4. Der Grund der Strafbefreiung wurzelt in der freiwilli-gen Änderung der Verhaltensrichtung, solange der Täter alle unerlaubten Risiken noch in der Hand hat (BGH NJW 2000, 1730, 1732 m.w.N.). Daher erstreckt sich ein Rücktritt auf sämtliche vorangegangene Tatabschnitte, soweit er auf die Abwendung der durch diese geschaffe-nen, ungehindert fortwirkenden Gefahren zielt. (Bearbeiter)

2. Schwerpunkt Besonderer Teil des StGB


Entscheidung

BGH 3 StR 161/02 - Urteil vom 5. Dezember 2002 (LG Düsseldorf)

BGHSt; Betrug (Irrtum bei Zweifeln des Opfers; Möglichkeit und Wahrscheinlichkeit der Wahrheit; Viktimologie: Leichtfertigkeit und Mitverschulden des Opfers; Feststellung eines Irrtums bei arbeitsteilig tätigen Unternehmen, Körperschaften und Personenmehrheiten; Vermögensschaden im Sozialversicherungsrecht bei Honorarauszahlungen: Kompensationsverbot - konkrete Vermögensgefährdung; Prozessrisiko); Strafzumessung beim Betrug.

§ 263 StGB; § 46 StGB

1. Zur Tatbestandsmäßigkeit des Irrtums bei Zweifeln des Opfers. (BGHSt)
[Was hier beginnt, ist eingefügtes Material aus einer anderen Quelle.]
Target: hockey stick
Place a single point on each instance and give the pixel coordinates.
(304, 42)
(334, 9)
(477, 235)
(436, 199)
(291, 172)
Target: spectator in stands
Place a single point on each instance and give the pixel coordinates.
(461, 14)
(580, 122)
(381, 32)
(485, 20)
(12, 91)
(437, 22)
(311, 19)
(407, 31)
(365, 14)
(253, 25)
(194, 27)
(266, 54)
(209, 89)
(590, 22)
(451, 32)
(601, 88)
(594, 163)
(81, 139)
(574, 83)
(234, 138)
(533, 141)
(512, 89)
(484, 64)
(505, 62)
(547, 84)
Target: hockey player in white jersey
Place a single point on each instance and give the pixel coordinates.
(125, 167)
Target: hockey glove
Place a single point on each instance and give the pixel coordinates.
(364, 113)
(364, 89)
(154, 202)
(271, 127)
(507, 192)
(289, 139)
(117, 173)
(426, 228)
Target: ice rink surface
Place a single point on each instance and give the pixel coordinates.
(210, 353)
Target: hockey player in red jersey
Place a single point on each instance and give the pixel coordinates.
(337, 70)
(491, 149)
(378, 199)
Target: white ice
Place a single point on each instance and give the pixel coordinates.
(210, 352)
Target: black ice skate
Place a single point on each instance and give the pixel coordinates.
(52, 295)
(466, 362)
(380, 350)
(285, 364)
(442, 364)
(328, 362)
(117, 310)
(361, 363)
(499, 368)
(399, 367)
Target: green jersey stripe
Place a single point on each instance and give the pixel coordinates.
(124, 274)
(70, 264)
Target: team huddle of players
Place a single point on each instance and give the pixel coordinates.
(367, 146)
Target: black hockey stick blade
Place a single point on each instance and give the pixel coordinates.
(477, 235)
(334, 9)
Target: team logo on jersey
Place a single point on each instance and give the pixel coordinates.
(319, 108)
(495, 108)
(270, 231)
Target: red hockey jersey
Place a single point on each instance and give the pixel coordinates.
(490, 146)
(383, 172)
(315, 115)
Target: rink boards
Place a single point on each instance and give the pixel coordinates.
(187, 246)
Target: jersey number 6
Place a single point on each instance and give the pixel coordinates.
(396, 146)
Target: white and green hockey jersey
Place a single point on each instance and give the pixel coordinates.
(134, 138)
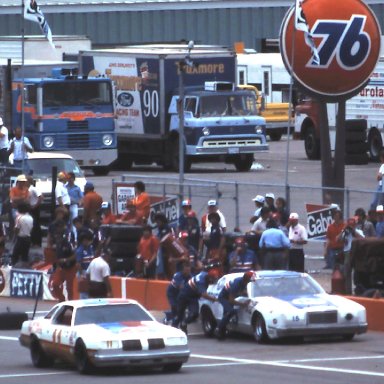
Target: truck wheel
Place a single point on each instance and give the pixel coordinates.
(243, 163)
(275, 136)
(174, 157)
(311, 144)
(356, 159)
(100, 171)
(375, 143)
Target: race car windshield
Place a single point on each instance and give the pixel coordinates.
(285, 286)
(111, 314)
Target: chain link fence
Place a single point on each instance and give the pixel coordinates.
(235, 199)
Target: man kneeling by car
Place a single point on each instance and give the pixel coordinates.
(227, 298)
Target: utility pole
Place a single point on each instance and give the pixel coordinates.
(182, 64)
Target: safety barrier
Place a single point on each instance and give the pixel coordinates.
(375, 311)
(150, 293)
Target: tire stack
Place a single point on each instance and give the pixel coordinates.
(356, 145)
(123, 243)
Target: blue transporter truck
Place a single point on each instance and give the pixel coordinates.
(63, 112)
(220, 122)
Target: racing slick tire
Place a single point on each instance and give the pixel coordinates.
(276, 135)
(356, 159)
(173, 367)
(208, 322)
(375, 143)
(12, 320)
(348, 336)
(259, 329)
(243, 163)
(83, 364)
(100, 171)
(39, 358)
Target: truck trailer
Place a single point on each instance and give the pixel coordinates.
(62, 111)
(220, 121)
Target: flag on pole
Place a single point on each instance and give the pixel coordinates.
(302, 25)
(32, 12)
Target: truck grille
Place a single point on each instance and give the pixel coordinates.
(132, 345)
(77, 125)
(230, 143)
(322, 317)
(78, 141)
(156, 343)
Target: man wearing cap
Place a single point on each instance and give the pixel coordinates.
(228, 299)
(20, 146)
(334, 246)
(189, 297)
(4, 143)
(380, 221)
(274, 245)
(205, 223)
(186, 206)
(61, 192)
(242, 259)
(92, 203)
(259, 203)
(298, 236)
(35, 200)
(75, 194)
(270, 201)
(348, 234)
(138, 207)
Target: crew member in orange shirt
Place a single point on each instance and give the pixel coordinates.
(334, 246)
(92, 202)
(139, 207)
(145, 264)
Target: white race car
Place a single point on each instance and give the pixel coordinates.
(102, 333)
(285, 304)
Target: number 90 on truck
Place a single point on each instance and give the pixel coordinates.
(221, 122)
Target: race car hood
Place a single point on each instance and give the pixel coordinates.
(129, 329)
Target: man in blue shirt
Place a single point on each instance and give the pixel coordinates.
(189, 297)
(179, 280)
(227, 298)
(274, 245)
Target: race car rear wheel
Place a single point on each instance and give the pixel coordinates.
(39, 358)
(83, 363)
(208, 322)
(259, 329)
(174, 367)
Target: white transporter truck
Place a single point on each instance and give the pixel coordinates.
(220, 121)
(363, 111)
(266, 71)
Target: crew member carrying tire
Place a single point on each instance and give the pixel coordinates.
(227, 298)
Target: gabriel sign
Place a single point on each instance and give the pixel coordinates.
(336, 55)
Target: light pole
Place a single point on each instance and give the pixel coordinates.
(182, 64)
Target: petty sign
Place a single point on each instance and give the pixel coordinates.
(345, 37)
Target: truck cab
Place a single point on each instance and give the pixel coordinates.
(220, 121)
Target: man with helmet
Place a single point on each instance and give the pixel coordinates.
(227, 298)
(242, 259)
(186, 207)
(189, 297)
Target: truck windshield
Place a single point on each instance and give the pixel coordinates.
(77, 93)
(228, 105)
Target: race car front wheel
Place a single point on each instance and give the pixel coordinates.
(39, 358)
(81, 358)
(259, 329)
(208, 322)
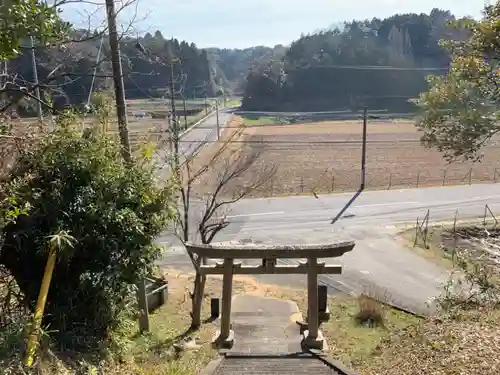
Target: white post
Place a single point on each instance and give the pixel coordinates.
(227, 286)
(312, 299)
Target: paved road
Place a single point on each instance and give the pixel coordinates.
(372, 222)
(207, 131)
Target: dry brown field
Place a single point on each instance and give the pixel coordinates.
(325, 157)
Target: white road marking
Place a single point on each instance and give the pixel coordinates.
(384, 204)
(256, 214)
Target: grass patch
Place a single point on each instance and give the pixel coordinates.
(462, 343)
(158, 353)
(349, 341)
(433, 251)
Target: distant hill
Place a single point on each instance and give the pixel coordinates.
(234, 64)
(340, 69)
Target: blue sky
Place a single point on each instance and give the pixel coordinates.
(244, 23)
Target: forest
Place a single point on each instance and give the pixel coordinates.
(380, 63)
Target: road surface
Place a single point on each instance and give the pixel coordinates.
(372, 222)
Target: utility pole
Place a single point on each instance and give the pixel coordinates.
(185, 115)
(95, 72)
(363, 148)
(116, 63)
(363, 168)
(35, 81)
(217, 117)
(206, 108)
(175, 123)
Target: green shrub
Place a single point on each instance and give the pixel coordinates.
(78, 183)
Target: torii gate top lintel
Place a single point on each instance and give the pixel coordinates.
(237, 250)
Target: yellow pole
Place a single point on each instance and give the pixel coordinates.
(40, 306)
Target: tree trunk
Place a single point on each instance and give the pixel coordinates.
(198, 293)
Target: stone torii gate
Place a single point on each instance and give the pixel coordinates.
(269, 254)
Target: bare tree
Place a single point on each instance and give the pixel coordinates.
(202, 213)
(68, 50)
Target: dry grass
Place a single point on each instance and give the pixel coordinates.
(464, 344)
(316, 166)
(154, 354)
(371, 312)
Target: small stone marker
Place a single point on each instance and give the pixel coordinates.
(324, 313)
(214, 308)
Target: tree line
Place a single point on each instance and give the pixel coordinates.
(382, 63)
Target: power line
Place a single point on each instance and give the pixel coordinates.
(372, 67)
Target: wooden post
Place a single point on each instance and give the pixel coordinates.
(312, 299)
(227, 286)
(142, 300)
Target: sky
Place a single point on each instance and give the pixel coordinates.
(246, 23)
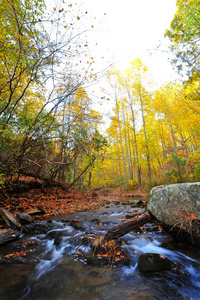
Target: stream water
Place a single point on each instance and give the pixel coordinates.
(61, 273)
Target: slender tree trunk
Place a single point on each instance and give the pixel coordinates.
(120, 136)
(146, 142)
(126, 143)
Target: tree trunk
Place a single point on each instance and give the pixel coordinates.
(146, 142)
(127, 226)
(120, 136)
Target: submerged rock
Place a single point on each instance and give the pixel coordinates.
(24, 218)
(8, 235)
(153, 262)
(37, 228)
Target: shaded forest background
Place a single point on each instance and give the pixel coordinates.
(49, 128)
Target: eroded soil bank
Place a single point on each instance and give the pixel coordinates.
(27, 195)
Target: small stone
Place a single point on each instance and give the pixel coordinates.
(153, 262)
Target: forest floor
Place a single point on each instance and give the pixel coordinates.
(26, 195)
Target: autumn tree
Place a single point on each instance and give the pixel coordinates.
(184, 36)
(44, 62)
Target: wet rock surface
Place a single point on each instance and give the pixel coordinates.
(9, 219)
(178, 205)
(153, 262)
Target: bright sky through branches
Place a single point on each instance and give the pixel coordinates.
(132, 28)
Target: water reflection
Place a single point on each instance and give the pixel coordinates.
(61, 274)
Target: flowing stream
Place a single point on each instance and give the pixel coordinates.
(60, 273)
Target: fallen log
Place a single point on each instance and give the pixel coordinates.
(127, 226)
2. Zu den Anforderungen an die Feststellung eines Irrtums beim Betrug zum Nachteil von arbeitsteilig tätigen Unternehmen, Körperschaften und Personenmehrheiten. (BGHSt)

3. Der BGH hält an der bisherigen Rechtsprechung zur Tatbestandsmäßigkeit des Irrtums bei Zweifeln des Opfers fest. Ein tatbestandsmäßiger Irrtum i.S.d. § 263 StGB kann auch dann vorliegen, wenn das Opfer zwar erhebliche Zweifel an der Richtigkeit der vom Täter gemachten Angaben hat, ihre Wahrheit aber immerhin noch für möglich hält (vgl. BGH wistra 1990, 305; 1992, 95, 97). Auf die Vermeidbarkeit des Irrtums durch mögliche sorgfältige Nachprüfungen kommt es jedenfalls dann nicht an, wenn die Täuschung dem Täter zur Geltendmachung eines gesetzlichen oder vertraglichen Anspruches dient und somit das Opfer in der Freiheit, die Erfüllung wegen Zweifeln zu verweigern, durch das mit der Weigerung verbundene Prozessrisiko beschränkt ist. (Bearbeiter)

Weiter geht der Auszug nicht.